What will happen as the effects of climate change aggravate? Professor Schönberg plans to collect more samples of bioeroding sponges from Taiwan and place them in separate tanks together with corals to test their responses to different levels of temperature and pH, including conditions from 200 years ago. Then, she will compare the rates of bioerosion (sponges) against the calcification (corals). This experiment will help Schönberg to predict what the future will bring for coral reef growth and degradation, depending on the level of climate change, and to recommend how much we need to reverse the present trend.
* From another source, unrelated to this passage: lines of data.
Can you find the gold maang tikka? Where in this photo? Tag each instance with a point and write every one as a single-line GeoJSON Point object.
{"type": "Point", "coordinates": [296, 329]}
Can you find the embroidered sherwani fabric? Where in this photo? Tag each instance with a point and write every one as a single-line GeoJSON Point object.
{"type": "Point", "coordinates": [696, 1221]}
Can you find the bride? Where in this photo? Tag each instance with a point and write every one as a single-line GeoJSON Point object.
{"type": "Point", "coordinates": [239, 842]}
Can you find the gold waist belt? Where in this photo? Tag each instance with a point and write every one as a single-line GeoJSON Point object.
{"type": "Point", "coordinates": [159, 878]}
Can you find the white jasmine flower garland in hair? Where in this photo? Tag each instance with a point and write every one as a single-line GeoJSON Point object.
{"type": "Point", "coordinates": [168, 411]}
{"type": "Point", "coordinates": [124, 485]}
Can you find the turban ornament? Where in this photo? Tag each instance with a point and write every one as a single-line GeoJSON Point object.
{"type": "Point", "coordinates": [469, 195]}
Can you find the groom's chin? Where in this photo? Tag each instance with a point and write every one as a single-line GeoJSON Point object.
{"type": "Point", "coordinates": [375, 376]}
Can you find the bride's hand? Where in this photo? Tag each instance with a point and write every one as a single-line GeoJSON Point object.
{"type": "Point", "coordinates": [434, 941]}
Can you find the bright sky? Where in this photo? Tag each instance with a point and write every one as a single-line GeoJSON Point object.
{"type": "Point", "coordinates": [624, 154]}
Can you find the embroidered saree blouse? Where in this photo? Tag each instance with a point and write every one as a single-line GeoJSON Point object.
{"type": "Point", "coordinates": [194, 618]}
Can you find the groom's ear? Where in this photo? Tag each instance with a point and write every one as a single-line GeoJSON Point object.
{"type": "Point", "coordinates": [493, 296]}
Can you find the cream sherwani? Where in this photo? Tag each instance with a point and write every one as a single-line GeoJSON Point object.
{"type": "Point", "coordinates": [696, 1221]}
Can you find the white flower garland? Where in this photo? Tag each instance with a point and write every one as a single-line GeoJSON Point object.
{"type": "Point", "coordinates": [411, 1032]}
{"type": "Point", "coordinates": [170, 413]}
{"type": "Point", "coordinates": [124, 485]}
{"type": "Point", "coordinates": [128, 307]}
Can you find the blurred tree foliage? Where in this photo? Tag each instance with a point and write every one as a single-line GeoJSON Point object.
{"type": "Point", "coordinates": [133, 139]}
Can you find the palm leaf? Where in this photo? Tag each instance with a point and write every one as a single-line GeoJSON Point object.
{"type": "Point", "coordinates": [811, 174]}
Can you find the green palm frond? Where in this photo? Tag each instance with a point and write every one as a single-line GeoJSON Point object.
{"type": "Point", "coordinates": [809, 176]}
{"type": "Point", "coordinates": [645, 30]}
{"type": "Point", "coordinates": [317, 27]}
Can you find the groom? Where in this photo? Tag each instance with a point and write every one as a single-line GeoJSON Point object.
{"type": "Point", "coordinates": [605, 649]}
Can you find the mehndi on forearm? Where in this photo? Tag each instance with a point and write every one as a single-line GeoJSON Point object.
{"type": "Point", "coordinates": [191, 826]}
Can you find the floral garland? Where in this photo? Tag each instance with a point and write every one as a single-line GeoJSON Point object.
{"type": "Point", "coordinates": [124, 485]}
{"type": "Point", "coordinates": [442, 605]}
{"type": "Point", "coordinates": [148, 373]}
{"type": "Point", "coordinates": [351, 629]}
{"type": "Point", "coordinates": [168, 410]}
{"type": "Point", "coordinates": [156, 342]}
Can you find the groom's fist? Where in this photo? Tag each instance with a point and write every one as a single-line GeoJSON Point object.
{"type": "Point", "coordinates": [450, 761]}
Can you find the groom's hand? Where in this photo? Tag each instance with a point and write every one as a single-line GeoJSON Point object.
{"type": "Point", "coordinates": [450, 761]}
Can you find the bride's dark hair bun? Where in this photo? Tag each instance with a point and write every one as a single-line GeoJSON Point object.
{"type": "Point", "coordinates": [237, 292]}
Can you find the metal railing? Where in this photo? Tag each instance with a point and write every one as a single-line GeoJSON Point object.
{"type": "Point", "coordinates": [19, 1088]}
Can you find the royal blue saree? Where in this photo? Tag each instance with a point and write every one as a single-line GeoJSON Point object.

Sponges and other bioeroders that break down calcium carbonate are not only a problem for corals, but also for the shells of molluscs. Bioerosion causes large financial damage in aquaculture such as pearl oyster farming. Bioerosion-perforated shells become weakened and vulnerable to predators and physical damage, and unattractive as a souvenir or as the container edible oysters are served in. When sponges bore through the entire oyster shell, they make the oyster sick or kill it. Bioerosion will cause the oyster to spend its energy on protecting itself instead of on growing the pearl, which is a great problem for pearl farmers. Professor Schönberg is currently assessing the sponge species infesting shells from an Australian pearl farm, looking for better solutions to this problem than the repeated scrubbing of the shell surfaces by hand.
Global climate change is advancing, it affects biological and human livelihoods and will have a profound impact on marine organisms. Professor Schönberg will continue studying the taxonomy and ecophysiology of bioeroding sponges to better understand their role in the natural environment and contribute to the research of benthic ecology.